Tisagenlecleucel is intended for autologous use only.

Treatment consists of a single dose for infusion containing a dispersion for infusion of CAR-positive viable T cells in one or more infusion bags.

Dose in adult FL patients:

The dose is within a range of 0.6 to 6 × 10⁸ CAR-positive viable T cells (non-weight based).

The availability of tisagenlecleucel must be confirmed prior to starting the lymphodepleting regimen.

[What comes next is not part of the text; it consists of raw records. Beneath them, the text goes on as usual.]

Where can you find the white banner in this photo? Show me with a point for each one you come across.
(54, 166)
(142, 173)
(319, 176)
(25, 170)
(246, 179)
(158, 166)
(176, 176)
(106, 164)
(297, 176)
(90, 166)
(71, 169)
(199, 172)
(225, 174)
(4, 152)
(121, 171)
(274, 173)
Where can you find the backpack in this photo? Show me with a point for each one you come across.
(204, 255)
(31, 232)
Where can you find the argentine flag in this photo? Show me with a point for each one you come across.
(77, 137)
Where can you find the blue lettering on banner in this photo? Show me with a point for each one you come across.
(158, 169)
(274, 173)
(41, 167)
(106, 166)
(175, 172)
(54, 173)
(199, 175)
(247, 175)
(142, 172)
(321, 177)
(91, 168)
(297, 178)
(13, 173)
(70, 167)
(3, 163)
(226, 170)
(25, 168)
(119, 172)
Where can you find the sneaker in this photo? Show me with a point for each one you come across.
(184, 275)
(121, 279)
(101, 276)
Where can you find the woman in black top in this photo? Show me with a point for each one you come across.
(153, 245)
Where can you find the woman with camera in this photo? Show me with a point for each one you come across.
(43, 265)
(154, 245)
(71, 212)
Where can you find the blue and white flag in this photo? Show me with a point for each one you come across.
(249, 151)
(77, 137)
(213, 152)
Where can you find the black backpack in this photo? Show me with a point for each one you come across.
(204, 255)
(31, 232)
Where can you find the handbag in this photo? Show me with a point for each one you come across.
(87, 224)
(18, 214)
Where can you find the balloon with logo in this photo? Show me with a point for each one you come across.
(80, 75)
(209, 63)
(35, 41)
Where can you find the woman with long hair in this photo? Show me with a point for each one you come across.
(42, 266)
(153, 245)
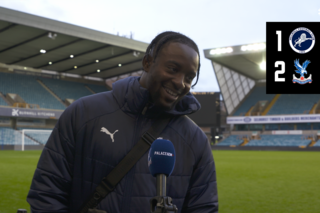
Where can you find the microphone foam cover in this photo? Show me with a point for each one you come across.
(162, 157)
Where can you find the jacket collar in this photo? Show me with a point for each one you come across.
(133, 98)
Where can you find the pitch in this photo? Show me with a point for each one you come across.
(248, 181)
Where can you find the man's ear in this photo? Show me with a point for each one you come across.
(146, 63)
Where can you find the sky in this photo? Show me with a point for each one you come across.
(210, 23)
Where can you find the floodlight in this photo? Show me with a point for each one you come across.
(263, 65)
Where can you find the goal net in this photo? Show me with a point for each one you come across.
(34, 137)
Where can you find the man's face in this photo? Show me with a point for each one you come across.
(170, 76)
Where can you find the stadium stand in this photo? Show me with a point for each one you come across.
(67, 89)
(29, 90)
(231, 140)
(2, 102)
(97, 88)
(258, 94)
(287, 104)
(41, 137)
(10, 136)
(280, 140)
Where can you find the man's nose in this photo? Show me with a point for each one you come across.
(179, 81)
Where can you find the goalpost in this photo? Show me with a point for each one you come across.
(41, 135)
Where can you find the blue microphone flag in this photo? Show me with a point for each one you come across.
(162, 157)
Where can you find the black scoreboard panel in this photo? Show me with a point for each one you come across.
(293, 50)
(209, 114)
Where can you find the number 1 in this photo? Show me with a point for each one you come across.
(279, 40)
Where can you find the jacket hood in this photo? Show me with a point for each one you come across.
(133, 98)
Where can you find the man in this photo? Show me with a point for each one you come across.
(97, 131)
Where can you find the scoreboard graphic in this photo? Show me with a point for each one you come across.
(293, 58)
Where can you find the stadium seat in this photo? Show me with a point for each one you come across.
(258, 94)
(29, 90)
(10, 136)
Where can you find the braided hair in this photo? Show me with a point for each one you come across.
(169, 36)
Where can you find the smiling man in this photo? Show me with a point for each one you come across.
(97, 131)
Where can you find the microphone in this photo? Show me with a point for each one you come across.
(161, 161)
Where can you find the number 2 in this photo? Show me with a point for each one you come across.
(276, 74)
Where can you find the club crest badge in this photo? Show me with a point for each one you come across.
(302, 70)
(302, 40)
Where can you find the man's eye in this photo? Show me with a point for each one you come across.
(173, 69)
(190, 78)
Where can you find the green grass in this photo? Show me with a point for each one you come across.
(266, 181)
(16, 172)
(248, 181)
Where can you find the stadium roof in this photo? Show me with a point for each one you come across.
(248, 60)
(238, 70)
(35, 42)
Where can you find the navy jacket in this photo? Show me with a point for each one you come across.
(78, 155)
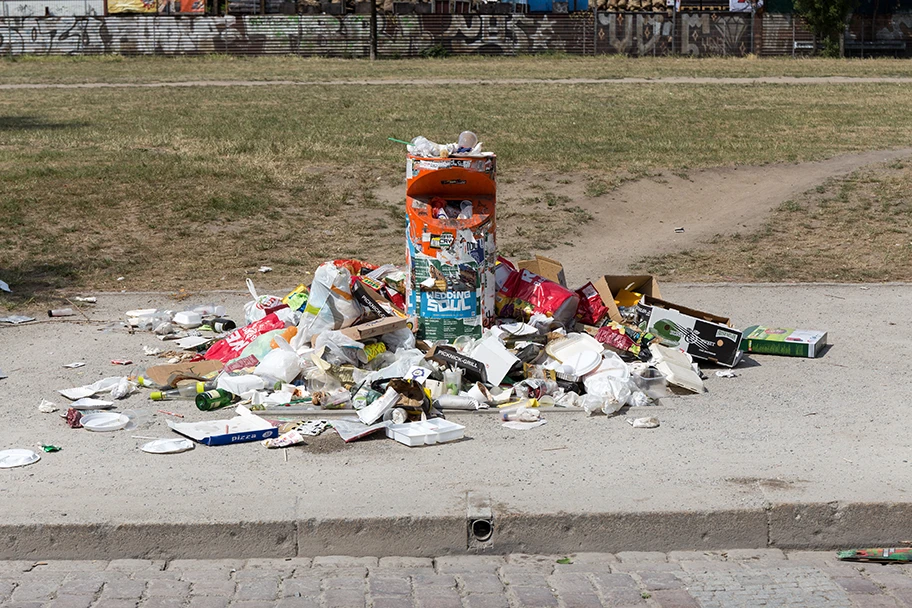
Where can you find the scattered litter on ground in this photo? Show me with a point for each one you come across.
(10, 459)
(362, 348)
(61, 312)
(643, 423)
(91, 403)
(103, 422)
(47, 407)
(882, 555)
(167, 446)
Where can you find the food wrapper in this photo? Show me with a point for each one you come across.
(285, 440)
(591, 309)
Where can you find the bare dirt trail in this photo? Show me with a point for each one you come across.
(782, 80)
(638, 219)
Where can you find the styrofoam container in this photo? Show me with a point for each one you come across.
(426, 432)
(564, 348)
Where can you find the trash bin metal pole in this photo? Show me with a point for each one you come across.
(373, 30)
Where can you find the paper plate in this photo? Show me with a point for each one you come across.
(104, 421)
(17, 458)
(583, 362)
(167, 446)
(90, 403)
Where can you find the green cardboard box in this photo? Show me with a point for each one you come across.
(783, 341)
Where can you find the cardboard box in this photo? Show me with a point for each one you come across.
(242, 428)
(700, 334)
(375, 328)
(610, 285)
(783, 341)
(545, 267)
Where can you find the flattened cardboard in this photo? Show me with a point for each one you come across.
(700, 334)
(545, 267)
(609, 285)
(242, 428)
(161, 374)
(374, 328)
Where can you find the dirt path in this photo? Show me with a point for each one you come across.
(639, 218)
(782, 80)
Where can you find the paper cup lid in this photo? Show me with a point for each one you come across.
(17, 458)
(167, 446)
(104, 421)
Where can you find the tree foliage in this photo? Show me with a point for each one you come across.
(827, 19)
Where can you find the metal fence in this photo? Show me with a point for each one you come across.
(634, 34)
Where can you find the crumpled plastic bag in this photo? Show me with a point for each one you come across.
(400, 339)
(281, 363)
(612, 390)
(118, 386)
(339, 349)
(331, 305)
(256, 309)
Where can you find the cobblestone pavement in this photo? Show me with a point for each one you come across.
(733, 578)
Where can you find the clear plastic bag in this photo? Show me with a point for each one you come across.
(280, 363)
(331, 305)
(339, 349)
(614, 391)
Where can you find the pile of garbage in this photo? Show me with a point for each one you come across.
(365, 349)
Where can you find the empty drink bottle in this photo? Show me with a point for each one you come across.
(214, 399)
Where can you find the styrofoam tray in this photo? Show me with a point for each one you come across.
(563, 348)
(426, 432)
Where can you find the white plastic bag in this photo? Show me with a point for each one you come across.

Tisagenlecleucel is recommended to be infused 2 to 6 days after completion of the lymphodepleting chemotherapy.

Lymphodepleting chemotherapy may be omitted if a patient is experiencing significant cytopenia, e.g., white blood cell (WBC) count ≤1 000 cells/μL within one week prior to infusion.

If there is a delay of more than 4 weeks between completing lymphodepleting chemotherapy and the infusion and the WBC count is >1 000 cells/μL, then the patient should be re-treated with lymphodepleting chemotherapy prior to receiving tisagenlecleucel.

The recommended lymphodepleting chemotherapy regimen is:

• Fludarabine (25 mg/m² intravenous daily for 3 days) and cyclophosphamide (250 mg/m² intravenous daily for 3 days starting with the first dose of fludarabine).

If the patient experienced a previous Grade 4 haemorrhagic cystitis with cyclophosphamide, or demonstrated a chemorefractory state to a cyclophosphamide-containing regimen administered shortly before lymphodepleting chemotherapy, then the following should be used:

• Bendamustine (90 mg/m² intravenous daily for 2 days).

Pre-medication

To minimise potential acute infusion reactions, it is recommended that patients be premedicated with paracetamol and diphenhydramine or another H1 antihistamine within approximately 30 to 60 minutes prior to tisagenlecleucel infusion. Corticosteroids should not be used at any time except in the case of a lifethreatening emergency.

Clinical assessment prior to infusion

Tisagenlecleucel treatment should be delayed in some patient groups at risk.

Monitoring after infusion

• Patients should be monitored daily for the first 10 days following infusion for signs and symptoms of potential cytokine release syndrome, neurological events and other toxicities. Physicians should consider hospitalisation for the first 10 days post infusion or at the first signs/symptoms of cytokine release syndrome and/or neurological events.
• After the first 10 days following the infusion, the patient should be monitored at the physician’s discretion.
• Patients should be instructed to remain within proximity (within 2 hours of travel) of a qualified clinical facility for at least 4 weeks following infusion.